Like many of the commenters on this subject, I also read a lot of adult literature with graphic content when I was pretty young, like in junior high school  -- Fear of Flying,The World According to Garp, Wifey, other, various paperbacks I somehow got hold of at friends' houses. I read The Outsiders, the book that the Wall Street Journal writer considers the founding text of this evil trend -- and its sequel, That Was Then This Is Now. Conservative family types take note: that book effectively scared me off ever trying LSD.

And even though some of those books were disturbing and upsetting, I'm glad I read them. I would hate to have somehow made it to 18 thinking the world was the one depicted in Anne of Green Gables or Narnia or the Little House series -- books I loved and kept reading as into adolescence, by the way. What a terrible shock it would have been, on reaching adulthood, to learn the terrible truth at such an advanced age.

This idea that childhood should be extended through adolescence, and kept in some kind of bubblewrap of niceness and good behavior is delusional and I don't think you're doing kids any favors, either. As Judy Blume put it, kids are pretty good judges of their own reading. If they don't like it, they'll put it down. That was always my reaction to the insanely popular -- and disturbing -- Flowers in the Attic series by V.C. Andrews. Same thing with the works of Stephen King.  I took a look and decided they weren't for me. Then I went back to reading Jane Eyre and Jane Austen and the gentle sex-free romances of Georgette Heyer that we had around the house. Sounds like a conservative family values book reviewer's dream, right? Except for the Garp and Wifey parts, I suppose.

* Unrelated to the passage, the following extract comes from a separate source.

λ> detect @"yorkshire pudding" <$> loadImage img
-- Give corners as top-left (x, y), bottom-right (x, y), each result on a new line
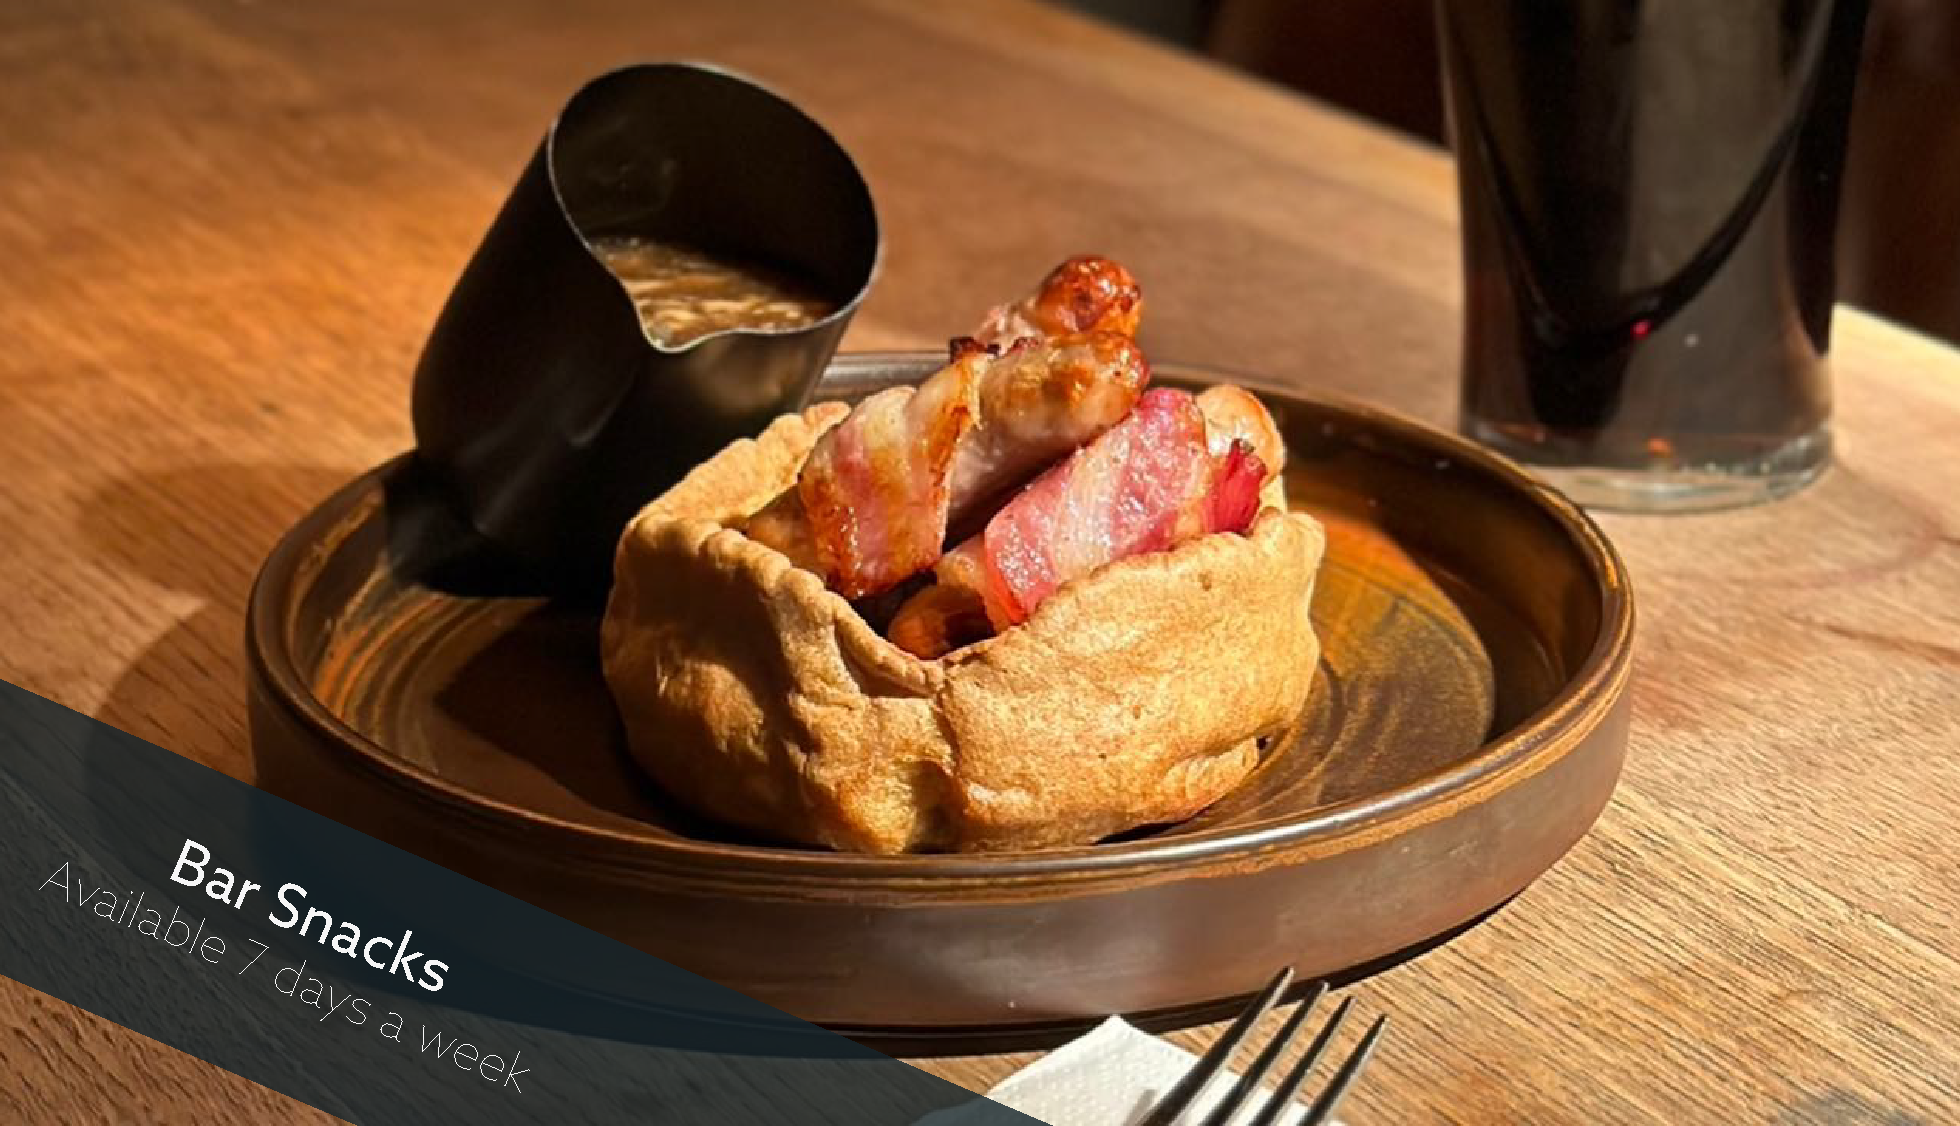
top-left (599, 401), bottom-right (1327, 853)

Last rant: the aspect of the WSJ piece that REALLY irritates me is their recommended titles for young readers -- separated by gender! What the hell!??!!! What is this, 1952???? One of the truly great things about reading is that you can learn about all kinds of experiences from anyone. Pigeonholing kids and their recommended reading, by gender or any other division, is stupid. And, I might add, pointless.